IRIS login | Reed College home Volume 96, No. 2: June 2017
A Reed education is founded on reading: great books, research papers, poetry, prose, nonfiction, and everything in between. It's natural, then, that the first major initiative to come out of the new institutional diversity office is a Community Reading Project.
Dean Crystal Williams has invited Reed students, faculty, and staff to read social psychologist Claude Steele's seminal work Whistling Vivaldi in advance of the lecture Steele will deliver Wednesday, November 2, 2011 at 4:30 p.m. in the chapel. Steele's lecture is free and open to the public.
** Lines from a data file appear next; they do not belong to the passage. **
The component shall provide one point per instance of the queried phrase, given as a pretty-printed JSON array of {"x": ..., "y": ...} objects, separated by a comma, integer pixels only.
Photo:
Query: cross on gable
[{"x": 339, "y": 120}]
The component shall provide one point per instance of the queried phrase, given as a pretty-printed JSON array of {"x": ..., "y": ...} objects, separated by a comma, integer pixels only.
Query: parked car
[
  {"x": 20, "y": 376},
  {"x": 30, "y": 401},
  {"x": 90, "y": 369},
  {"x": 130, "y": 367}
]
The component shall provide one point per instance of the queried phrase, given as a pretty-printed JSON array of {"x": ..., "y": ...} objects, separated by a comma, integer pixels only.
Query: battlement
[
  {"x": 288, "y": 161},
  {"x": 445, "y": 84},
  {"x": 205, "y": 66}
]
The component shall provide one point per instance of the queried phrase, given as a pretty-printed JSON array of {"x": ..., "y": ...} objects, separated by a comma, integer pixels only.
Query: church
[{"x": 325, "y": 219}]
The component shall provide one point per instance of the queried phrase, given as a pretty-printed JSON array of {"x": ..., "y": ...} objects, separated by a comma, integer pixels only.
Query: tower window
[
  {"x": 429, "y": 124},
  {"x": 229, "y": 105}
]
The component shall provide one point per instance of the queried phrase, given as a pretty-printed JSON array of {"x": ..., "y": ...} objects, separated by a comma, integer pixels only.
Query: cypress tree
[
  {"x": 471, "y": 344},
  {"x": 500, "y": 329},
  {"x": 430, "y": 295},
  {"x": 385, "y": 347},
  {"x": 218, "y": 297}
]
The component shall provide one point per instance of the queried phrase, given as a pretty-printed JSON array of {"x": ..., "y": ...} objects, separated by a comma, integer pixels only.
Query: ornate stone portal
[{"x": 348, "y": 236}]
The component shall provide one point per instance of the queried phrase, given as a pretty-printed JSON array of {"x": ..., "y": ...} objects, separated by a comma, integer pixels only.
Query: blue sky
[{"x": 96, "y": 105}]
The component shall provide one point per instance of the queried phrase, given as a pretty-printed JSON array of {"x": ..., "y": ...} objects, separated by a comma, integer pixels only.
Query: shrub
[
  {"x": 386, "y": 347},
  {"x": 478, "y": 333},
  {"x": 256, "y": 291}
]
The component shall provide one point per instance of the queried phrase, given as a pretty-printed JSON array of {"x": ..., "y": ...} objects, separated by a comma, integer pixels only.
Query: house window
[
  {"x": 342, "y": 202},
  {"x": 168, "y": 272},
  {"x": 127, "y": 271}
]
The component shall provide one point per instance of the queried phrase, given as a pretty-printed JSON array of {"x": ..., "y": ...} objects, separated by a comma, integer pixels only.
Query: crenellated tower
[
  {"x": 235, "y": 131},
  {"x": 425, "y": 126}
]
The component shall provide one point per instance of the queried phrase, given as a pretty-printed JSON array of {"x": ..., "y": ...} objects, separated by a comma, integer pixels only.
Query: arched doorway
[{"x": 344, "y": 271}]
Williams is passionate about the Community Reading Project, and thrilled that its inaugural incarnation focuses on Steele's important and relevant work. Whistling Vivaldi introduces the concept of stereotype threat: the idea that many of us are members of groups about which negative stereotypes are made, and that those stereotypes affect how we perform--at school, at work, in athletic pursuits, in any situation that involves the pressure of defying our particular negative stereotypes. In his work, Steele has delved into how this affects the academic performance of students of color in particular, and how traditional approaches to integrating such students into higher education are simply not enough. Steele examines ways to construct relationships, give feedback, diffuse stereotype threat, and build trust, thus leading to improved academic performance.
The dean's office has already hosted a first Friday conversation about Steele's work, and will follow his lecture with another first Friday conversation devoted specifically to Whistling Vivaldi.
Williams plans for the Community Reading Project to be an annual event, and is working to integrate it more fully into campus programming such as orientation. The institutional diversity office will offer a variety of programming throughout the year in addition to Steele's lecture and the first Friday conversations.